Now here she was, introducing the new gals to KAF. She felt hardened by her last six months at war—she had seen too many flags flying at half-staff as special operations guys got killed by IEDs or enemy gunfire. She marveled at how fresh-faced Lane and Ashley looked to her now.

“The Boardwalk is where we eat when we need a break from the DFAC,” Tracey told Ashley, using military shorthand for the on-base dining facilities. The Boardwalk was KAF’s global shopping and eating promenade. Want a hot dog? Try Nathan’s Famous. Latte? Grab one at the Canadian coffee shop Tim Hortons. Burgers and much more could be found at the Kandahar branch of T.G.I. Fridays, complete with its cheery red and white awning.

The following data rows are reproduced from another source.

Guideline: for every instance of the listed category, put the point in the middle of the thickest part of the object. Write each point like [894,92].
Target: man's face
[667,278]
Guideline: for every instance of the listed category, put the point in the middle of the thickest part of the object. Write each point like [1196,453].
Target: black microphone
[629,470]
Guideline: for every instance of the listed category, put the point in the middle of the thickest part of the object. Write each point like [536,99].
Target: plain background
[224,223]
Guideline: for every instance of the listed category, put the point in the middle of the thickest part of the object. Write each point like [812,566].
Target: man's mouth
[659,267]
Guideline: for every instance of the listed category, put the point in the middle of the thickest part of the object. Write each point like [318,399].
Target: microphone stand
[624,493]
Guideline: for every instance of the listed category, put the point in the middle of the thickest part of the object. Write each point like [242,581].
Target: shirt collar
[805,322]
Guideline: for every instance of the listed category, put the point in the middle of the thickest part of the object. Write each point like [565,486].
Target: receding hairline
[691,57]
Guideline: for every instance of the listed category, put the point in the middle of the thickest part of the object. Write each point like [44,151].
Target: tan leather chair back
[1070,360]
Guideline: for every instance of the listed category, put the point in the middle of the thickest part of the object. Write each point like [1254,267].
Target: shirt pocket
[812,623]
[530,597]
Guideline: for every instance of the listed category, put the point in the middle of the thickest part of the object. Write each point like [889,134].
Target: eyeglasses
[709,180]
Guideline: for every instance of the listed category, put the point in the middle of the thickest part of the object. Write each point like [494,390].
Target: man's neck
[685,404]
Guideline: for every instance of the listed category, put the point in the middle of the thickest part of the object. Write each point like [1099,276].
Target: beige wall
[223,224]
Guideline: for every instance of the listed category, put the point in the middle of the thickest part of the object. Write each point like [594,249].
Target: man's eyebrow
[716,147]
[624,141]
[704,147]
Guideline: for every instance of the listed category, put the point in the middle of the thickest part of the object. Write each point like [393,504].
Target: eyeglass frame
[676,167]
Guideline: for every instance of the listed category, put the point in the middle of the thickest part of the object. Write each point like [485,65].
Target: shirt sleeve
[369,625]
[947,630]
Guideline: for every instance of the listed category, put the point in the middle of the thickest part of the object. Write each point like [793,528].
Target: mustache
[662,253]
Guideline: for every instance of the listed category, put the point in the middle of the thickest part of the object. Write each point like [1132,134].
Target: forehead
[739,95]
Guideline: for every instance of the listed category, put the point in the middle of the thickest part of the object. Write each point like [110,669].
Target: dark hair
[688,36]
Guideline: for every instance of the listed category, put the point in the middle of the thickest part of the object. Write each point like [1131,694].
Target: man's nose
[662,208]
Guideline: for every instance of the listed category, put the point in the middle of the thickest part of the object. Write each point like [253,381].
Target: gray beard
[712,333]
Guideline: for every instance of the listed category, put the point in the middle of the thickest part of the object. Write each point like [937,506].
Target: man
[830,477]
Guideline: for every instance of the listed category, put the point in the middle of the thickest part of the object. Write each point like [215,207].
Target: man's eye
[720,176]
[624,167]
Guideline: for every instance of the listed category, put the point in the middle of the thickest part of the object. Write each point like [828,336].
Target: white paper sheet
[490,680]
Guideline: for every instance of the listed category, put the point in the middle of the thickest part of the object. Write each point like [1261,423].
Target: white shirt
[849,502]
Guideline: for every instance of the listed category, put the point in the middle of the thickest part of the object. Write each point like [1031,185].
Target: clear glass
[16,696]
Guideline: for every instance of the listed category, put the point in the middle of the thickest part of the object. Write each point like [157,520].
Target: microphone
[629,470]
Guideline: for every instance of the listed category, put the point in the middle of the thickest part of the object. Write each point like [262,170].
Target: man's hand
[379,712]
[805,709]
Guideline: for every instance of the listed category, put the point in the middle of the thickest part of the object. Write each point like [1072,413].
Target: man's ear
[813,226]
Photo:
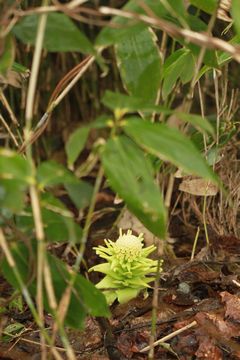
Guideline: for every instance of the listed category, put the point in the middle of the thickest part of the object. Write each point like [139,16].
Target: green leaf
[201,123]
[208,6]
[51,173]
[15,176]
[7,54]
[75,144]
[14,166]
[115,101]
[61,33]
[178,65]
[130,174]
[12,194]
[140,64]
[123,28]
[85,297]
[236,14]
[80,194]
[169,144]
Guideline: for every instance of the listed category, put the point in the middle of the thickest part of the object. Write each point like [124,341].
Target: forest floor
[198,307]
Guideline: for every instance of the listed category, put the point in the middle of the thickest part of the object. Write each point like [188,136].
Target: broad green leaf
[123,28]
[7,54]
[12,194]
[236,14]
[178,65]
[140,64]
[202,124]
[75,144]
[14,166]
[128,104]
[208,6]
[169,144]
[80,194]
[85,297]
[61,33]
[50,173]
[130,174]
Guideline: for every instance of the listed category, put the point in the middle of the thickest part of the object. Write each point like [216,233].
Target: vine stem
[35,202]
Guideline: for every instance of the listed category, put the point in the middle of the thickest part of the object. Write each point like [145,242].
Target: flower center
[129,244]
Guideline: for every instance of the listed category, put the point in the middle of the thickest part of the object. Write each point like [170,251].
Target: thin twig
[200,39]
[9,131]
[170,336]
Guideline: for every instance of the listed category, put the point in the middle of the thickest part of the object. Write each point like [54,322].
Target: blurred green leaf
[51,173]
[178,65]
[12,194]
[85,297]
[115,100]
[14,166]
[80,194]
[130,174]
[75,144]
[236,14]
[169,144]
[140,64]
[123,28]
[12,330]
[201,123]
[61,34]
[7,54]
[208,6]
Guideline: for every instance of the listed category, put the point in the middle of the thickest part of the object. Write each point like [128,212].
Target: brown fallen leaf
[208,350]
[232,305]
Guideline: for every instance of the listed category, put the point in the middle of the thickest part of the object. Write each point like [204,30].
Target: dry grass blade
[200,39]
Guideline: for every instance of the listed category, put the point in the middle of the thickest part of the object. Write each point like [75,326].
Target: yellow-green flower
[127,268]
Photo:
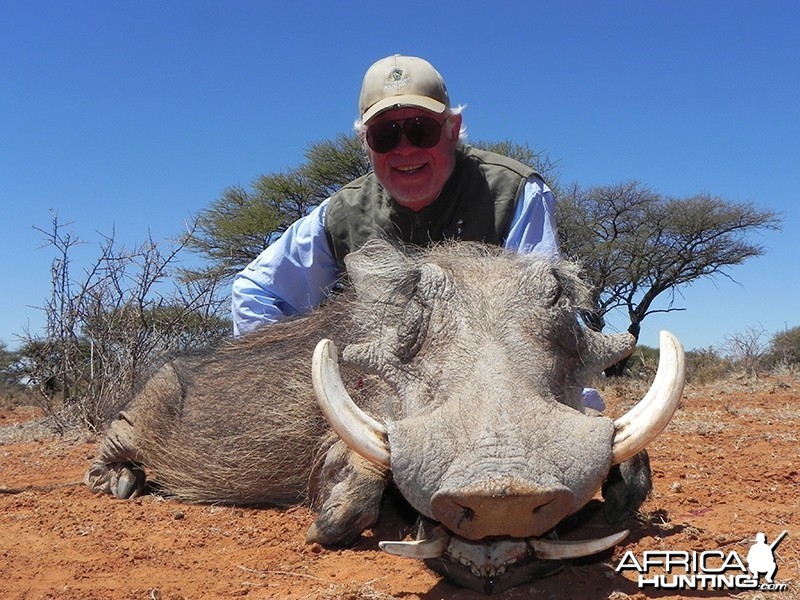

But no amount of American consumer merriment or salmon baguettes or chocolate croissants or waves of barbed wire and Hesco bastions could keep out the threats that lay in wait just beyond the fortified base. They lived in the heart of Taliban territory surrounded by an increasingly bold insurgency committed to its fight.

“Pizza or gyros?” Tracey asked Lane and her new roommate Ashley. Nothing else was open at the moment—it was 10 p.m. Nearby hung a banner featuring an attractive blond woman with glossy red lips holding her sandwich and looking enticingly into the camera with the words “GYROS (YEEROS) for HEROES” in big, dark letters above the locator, “KANDAHAR RESORT.”

“The gyros are pretty good, actually,” Tracey said.

“What’s a gyro exactly?” Ashley asked sheepishly. Tracey showed her the brown beef wrapped around the silver spit on which the lamb circled around and around. The long line of service members queuing for the seven-dollar pita sandwich spoke to its popularity. “All right, let’s try it.”

First meal in Kandahar and already it’s an adventure, Lane thought to herself as they walked back to their new rooms to finish unpacking their gear and head to bed.

She looked down at her black Timex.

Tomorrow at this time we’ll just be getting ready to go out on mission … Lane thought. And she remembered the words Captain Matthews had left for them.

Take a measured course and a wide berth within your lines of operation. Show us all what you are capable of.

Lane promised herself she would do no less.